The main stairway proposed has a total of 24 & 19 risers in the flights from ground to 1st and 1st to 2nd floors respectively. The BCA only permits a maximum of 18 risers per flight. And with a maximum gap of 125mm having to be maintained between stair treads, it limits the adjustment that may be needed to reduce the riser numbers. 
Any advice on how I can overcome this obstacle? 
Thanks in advance. 
B

----------


## commodorenut

Can you lower the current landing a step, and add another landing 5 steps from the top?
(or vice-versa - add 5 steps to the bottom, a small landing (even a 90 degree turn if space won't allow a straight run) then have 2 x 18 steps?)

----------


## Gaza

> Hi all,
> And with a maximum gap of 125mm having to be maintained between stair treads 
> B

  the riser height can be upto 195mm, depending on the tread width. 
if you went with a 290mm tread a riser height of 185mm would comply. 
the 125mm rule is for open treads with no riser to get over that you could put a strip of timber on the nosing of the tread to build the thickness up.

----------


## ringtail

Max rise is 190 mm OR 220 mm for spiral stairs.
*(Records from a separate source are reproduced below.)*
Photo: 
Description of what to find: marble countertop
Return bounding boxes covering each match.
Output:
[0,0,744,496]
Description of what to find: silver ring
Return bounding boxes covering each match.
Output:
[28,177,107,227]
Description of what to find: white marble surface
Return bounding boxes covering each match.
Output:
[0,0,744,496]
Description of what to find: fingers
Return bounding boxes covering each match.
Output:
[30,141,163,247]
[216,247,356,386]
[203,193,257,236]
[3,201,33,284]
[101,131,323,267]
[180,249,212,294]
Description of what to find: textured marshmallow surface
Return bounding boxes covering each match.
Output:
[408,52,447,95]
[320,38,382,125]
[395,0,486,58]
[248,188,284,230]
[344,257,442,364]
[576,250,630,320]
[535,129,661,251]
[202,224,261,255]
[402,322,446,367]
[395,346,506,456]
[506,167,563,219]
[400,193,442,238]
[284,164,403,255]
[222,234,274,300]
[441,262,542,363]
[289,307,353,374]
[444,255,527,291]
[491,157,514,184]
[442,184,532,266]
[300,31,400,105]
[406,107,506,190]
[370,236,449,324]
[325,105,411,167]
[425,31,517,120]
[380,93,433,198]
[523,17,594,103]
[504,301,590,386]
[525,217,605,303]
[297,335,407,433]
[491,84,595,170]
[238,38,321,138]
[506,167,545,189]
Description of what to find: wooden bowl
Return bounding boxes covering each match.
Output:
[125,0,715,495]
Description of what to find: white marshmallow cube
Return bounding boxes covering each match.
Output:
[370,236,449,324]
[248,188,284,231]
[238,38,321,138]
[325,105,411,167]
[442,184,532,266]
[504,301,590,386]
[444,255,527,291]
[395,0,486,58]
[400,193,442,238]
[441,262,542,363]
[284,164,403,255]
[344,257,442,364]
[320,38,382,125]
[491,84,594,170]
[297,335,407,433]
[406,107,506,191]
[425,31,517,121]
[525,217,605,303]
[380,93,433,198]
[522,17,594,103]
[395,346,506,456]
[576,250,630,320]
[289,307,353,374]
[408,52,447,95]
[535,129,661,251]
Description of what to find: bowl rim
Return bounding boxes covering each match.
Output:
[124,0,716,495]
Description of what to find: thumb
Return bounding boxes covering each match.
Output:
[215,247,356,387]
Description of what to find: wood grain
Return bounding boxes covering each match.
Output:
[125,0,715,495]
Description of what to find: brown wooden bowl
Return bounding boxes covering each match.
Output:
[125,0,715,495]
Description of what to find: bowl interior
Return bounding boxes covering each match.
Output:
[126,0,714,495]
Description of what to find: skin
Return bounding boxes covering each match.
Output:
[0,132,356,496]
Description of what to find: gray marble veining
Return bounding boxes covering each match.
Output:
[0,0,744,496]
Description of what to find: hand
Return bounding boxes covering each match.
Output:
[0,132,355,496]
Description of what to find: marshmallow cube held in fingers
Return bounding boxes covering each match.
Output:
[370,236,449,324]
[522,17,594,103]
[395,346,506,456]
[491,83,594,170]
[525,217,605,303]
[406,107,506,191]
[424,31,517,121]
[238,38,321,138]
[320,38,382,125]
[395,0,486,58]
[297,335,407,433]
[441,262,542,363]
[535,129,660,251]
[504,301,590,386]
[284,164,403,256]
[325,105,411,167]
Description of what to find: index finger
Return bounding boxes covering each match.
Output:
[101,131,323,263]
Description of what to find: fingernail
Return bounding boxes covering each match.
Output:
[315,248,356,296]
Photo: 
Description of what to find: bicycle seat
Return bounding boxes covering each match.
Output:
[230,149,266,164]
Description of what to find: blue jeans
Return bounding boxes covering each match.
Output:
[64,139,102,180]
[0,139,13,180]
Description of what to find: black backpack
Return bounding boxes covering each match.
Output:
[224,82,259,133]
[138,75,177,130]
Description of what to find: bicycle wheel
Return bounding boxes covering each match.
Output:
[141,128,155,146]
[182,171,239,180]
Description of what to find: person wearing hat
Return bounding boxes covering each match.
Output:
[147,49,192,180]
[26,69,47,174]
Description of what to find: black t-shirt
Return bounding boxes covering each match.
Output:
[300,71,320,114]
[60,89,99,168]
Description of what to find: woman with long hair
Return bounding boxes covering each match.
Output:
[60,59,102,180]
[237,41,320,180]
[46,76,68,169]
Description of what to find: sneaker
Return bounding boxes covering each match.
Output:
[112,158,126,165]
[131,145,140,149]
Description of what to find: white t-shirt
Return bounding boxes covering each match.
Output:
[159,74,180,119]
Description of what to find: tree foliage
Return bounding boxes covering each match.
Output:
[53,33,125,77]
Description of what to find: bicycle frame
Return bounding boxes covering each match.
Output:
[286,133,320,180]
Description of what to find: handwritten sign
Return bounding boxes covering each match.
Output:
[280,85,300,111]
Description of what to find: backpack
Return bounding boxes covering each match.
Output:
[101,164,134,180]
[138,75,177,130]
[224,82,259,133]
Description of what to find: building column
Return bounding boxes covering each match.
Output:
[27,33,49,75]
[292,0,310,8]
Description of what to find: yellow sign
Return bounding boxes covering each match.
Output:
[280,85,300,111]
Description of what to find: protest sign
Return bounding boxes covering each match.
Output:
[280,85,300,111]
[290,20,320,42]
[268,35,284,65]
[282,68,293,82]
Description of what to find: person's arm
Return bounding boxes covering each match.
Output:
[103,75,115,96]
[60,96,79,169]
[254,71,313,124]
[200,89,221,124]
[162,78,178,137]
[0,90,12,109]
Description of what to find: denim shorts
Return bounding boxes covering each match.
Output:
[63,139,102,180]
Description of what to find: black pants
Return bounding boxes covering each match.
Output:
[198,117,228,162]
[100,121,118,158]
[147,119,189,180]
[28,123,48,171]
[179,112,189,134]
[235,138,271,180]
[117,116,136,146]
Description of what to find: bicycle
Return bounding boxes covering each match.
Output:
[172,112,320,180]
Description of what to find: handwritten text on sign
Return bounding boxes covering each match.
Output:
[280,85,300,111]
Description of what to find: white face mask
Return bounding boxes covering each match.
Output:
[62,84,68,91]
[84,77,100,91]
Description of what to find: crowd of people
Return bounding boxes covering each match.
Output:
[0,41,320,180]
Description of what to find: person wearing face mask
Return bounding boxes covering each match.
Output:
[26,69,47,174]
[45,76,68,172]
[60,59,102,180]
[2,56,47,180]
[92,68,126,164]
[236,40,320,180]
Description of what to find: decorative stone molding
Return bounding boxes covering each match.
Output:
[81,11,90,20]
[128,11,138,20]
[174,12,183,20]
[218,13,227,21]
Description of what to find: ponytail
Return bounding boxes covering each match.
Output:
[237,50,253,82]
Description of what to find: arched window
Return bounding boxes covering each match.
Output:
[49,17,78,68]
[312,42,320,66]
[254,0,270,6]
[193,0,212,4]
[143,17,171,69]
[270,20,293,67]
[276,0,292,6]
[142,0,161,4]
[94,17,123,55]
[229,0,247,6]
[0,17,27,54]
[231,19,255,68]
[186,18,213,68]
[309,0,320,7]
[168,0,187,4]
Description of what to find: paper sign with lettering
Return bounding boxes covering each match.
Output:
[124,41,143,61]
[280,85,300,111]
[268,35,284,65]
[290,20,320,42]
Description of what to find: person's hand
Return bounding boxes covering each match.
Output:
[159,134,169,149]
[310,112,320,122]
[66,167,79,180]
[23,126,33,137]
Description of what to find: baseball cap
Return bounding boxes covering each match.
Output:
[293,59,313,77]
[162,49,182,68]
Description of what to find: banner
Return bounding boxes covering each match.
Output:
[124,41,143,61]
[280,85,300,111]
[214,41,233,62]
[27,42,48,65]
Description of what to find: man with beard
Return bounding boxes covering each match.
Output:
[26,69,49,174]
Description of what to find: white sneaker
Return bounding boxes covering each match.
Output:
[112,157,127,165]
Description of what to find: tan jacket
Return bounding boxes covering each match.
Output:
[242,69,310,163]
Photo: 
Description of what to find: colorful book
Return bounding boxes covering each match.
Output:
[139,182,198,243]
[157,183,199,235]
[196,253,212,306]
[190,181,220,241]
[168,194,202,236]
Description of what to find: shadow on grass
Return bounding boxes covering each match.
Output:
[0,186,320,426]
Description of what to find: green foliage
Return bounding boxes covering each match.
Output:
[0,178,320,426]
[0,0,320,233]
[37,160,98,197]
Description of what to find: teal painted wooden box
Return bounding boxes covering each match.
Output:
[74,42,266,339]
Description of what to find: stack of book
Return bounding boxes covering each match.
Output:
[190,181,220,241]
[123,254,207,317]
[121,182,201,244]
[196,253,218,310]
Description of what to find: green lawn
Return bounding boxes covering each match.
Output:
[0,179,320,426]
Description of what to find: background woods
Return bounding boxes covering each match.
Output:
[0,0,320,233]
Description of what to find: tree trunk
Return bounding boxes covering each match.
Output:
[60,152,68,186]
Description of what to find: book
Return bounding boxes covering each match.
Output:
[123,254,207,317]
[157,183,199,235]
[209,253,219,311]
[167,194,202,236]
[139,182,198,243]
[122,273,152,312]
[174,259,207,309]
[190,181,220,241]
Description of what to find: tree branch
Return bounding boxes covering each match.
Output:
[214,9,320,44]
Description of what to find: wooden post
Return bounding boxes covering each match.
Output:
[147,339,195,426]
Min go is 240, Max 355 OR 210/370 for spirals and the slope relationship ( 2 rise + go) is Min 550 Max 700 OR 590 / 680 for spirals. 
Can you give the heights please

----------


## alpina

Thanks for responses guys. 
The design that I had in mind was a steel beam running through the centre with cantilivered stairs being supported off it. Ideally, I was not looking at using risers as I wanted to see through it. Having said that if visible risers is the only solution it's no biggie and I can get away with putting a mirror finish on the risers to get a similar effect. 
Not sure if it makes a difference, but this is for a commercial application.  
One side of stairs (right side) will have a brick wall and the other side (left side) will be vertical steel cabling. I'm assuming that handrails will be required on both sides. Stair width (excluding handrails) will be 1mt and I'm not sure what the minimum I have to allow for the handrails? 
Stair height from ground floor to level 1 will be approx 4325 and from level 1 to level 3325. 
Really appreciate your help and hope that this information makes things a little clearer. 
Cheers, 
B

----------


## Gaza

you dont need a full riser just a strip of steel or something to reduce that gap,

----------


## ringtail

Ok, from calculations you will need 
for the first flight - rise of 173 mm = 25 rises and 24 treads 
for the second flight - rises of 175 mm = 19 rises and 18 treads. 
Given that you will need a landing for both flights, I would drop the rise down to 166 mm giving 26 rises and 20 rises respectively. A smaller rise is Much more comfortable anyway and you wont have any drama with leaving the stairs see through :Wink:

----------


## alpina

> Ok, from calculations you will need 
> for the first flight - rise of 173 mm = 25 rises and 24 treads 
> for the second flight - rises of 175 mm = 19 rises and 18 treads. 
> Given that you will need a landing for both flights, I would drop the rise down to 166 mm giving 26 rises and 20 rises respectively. A smaller rise is Much more comfortable anyway and you wont have any drama with leaving the stairs see through

  Sorry to be a pain ringtail, but if i go this way (which may be the only way), what would be the size of the landing on each floor (eg, 1mt wide * ?), would I place the landing at the midpoint and what would be the total length of such a stairwell from bottom to top? 
Thanks again. 
B

----------


## ringtail

The landing must be the same width as the staircase with a minimun go ( length of 750 mm). So the general rule is to allow 300 mm for every rise, so if you went for the smaller rise of 166 mm you would have to allow 25 x 300 (7500) + the landing so about 8500 of stringer length for the first flight. The second would be 19 x 300 (5700) + landing so about 6700 of stringer length. For the actual measurement of the go of each flight assuming you are using a tread of 250 mm and a landing that is 750 mm it would be 24 x 250 (6000) + 750 = 6750 and 18 x 250 ( 4500 ) + 750 = 5250. This is how far each flight would project horizontally from its fixing point at the top. 
As far as where to put the landing - midway is best visually and practically.

----------